The United Nations announced its imminent withdrawal from Afghanistan in May if it cannot convince the Taliban to permit local women to work for the organisation.
The UN is negotiating with the Taliban in hopes that it will make exceptions to a decree prohibiting local women from working for the organisation, Afghanistan-based Khaama Press reported.
The Special Representative of the Secretary-General for Afghanistan and head of the United Nations Assistance Mission in Afghanistan (UNAMA), Roza Otunbayeva, has initiated an operational review period up to May 5, 2023, the UN announced.
During this period, the UN in Afghanistan will conduct the necessary consultations, make required operational adjustments, and accelerate contingency planning for all possible outcomes. UN national personnel – women and men – have been instructed not to report to UN offices, with only limited and calibrated exceptions made for critical tasks.
"It is fair to say that where we are right now is the entire United Nations system having to take a step back and re-evaluate its ability to operate there. But it is not about negotiating fundamental principles, human rights," UNDP Administrator Achin Steiner said.
The United Nations recently expressed "serious concerns" after Afghan female UN staff members were banned from reporting to work in the eastern province of Afghanistan, Nangarhar, Khaama Press reported.
"Giving up on women's rights in Afghanistan is simply not an option" Amina J Mohammed, Deputy Secretary-General of the UN, had tweeted.

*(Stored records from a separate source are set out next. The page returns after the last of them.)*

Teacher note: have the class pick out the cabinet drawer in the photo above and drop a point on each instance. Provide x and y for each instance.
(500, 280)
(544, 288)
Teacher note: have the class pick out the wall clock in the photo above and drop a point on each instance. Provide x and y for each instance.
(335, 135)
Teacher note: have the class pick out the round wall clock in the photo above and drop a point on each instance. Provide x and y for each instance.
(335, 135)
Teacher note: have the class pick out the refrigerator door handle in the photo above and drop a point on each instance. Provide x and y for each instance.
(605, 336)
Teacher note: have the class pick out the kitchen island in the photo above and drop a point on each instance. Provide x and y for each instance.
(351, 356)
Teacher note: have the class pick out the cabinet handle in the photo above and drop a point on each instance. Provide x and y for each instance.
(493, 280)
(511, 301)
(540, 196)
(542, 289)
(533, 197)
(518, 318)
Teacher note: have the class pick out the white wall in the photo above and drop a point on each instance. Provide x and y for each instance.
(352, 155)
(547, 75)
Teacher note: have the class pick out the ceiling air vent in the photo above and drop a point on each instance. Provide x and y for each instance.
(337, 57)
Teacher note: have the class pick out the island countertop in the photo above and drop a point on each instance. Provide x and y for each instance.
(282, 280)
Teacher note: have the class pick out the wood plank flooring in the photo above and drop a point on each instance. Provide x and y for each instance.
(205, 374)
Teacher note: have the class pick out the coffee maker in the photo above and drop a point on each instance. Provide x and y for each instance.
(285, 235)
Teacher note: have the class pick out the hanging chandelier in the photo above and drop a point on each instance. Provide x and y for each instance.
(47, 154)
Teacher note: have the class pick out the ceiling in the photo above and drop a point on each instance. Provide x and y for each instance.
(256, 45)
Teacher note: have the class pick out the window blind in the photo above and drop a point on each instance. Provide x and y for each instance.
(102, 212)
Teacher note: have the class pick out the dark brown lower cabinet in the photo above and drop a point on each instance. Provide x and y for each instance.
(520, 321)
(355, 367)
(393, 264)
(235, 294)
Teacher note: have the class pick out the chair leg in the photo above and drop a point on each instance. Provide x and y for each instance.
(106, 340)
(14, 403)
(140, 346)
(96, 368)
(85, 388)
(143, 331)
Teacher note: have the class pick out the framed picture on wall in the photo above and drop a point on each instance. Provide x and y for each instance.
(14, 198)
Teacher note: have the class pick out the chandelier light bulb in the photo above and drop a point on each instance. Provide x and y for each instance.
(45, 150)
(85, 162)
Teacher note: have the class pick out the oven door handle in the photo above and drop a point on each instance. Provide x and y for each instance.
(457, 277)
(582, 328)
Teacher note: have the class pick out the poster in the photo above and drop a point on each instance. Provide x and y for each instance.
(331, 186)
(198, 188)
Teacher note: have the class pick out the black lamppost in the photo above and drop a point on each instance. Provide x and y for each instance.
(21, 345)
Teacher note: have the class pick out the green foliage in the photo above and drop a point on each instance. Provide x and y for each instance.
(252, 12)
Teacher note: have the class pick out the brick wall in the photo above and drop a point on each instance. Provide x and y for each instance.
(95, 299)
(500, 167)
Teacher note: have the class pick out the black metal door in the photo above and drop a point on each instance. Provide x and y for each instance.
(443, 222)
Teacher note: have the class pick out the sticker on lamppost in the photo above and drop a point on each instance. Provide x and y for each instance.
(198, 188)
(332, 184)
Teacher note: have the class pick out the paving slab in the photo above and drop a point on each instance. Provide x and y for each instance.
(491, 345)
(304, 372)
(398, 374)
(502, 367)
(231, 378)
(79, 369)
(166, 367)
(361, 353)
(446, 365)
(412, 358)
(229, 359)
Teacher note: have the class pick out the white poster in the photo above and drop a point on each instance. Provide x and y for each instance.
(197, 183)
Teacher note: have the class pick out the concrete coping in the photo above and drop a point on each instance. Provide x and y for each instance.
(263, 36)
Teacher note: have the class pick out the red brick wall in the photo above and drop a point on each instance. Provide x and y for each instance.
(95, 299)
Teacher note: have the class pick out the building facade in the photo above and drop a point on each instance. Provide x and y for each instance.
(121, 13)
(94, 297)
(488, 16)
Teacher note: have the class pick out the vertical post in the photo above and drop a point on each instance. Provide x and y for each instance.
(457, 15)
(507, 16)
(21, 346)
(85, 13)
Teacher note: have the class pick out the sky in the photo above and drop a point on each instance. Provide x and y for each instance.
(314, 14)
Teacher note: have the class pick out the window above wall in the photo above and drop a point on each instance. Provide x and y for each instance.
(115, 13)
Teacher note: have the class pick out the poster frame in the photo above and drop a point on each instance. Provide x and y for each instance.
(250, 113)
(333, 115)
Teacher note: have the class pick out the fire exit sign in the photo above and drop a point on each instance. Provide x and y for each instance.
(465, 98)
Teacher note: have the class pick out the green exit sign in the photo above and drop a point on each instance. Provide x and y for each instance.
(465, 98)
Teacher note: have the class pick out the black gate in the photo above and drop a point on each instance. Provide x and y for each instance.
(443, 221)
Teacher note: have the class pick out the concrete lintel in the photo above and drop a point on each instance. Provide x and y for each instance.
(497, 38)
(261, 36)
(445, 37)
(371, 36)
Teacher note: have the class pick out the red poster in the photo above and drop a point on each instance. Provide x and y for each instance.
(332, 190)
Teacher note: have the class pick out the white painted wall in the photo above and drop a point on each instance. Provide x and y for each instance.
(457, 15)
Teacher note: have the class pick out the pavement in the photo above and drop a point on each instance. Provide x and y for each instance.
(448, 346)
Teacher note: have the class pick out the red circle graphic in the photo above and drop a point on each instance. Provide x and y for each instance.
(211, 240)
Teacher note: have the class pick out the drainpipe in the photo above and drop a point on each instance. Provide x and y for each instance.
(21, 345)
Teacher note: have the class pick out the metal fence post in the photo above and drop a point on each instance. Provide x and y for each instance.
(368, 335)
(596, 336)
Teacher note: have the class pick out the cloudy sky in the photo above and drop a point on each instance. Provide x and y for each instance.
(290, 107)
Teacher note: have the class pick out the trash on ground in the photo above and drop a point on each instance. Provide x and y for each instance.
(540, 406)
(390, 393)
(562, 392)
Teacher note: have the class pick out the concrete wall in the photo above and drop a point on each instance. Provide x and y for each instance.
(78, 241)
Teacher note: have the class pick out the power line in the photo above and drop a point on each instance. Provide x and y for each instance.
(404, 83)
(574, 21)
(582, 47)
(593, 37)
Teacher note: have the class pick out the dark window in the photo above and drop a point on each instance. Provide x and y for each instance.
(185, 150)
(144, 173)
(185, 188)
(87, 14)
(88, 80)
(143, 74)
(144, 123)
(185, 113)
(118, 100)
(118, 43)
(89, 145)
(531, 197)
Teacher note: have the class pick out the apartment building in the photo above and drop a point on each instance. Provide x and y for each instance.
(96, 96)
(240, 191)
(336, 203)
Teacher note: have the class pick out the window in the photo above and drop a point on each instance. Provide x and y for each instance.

The UN warned the Taliban that the life-saving aid would be at risk without female staff since most of the International organisation's staff are female.
"We remind de facto authorities that United Nations entities cannot operate and deliver life-saving assistance without female staff," the UN said on Twitter.
"It is the latest in a series of discriminatory measures implemented by the Taliban de facto authorities with the goal of severely restricting women and girls’ participation in most areas of public and daily life in Afghanistan," an official statement read.
Since the Taliban returned to power in Afghanistan in August 2021, it has imposed bans on women and girls, preventing them from education and employment. International organisations, including the UN, have repeatedly expressed their concerns over excluding women from the aid sector.
The Taliban first banned girls from going to school beyond sixth grade in December 2022; a later decree prohibited Afghan women from higher education and working with national and international NGOs.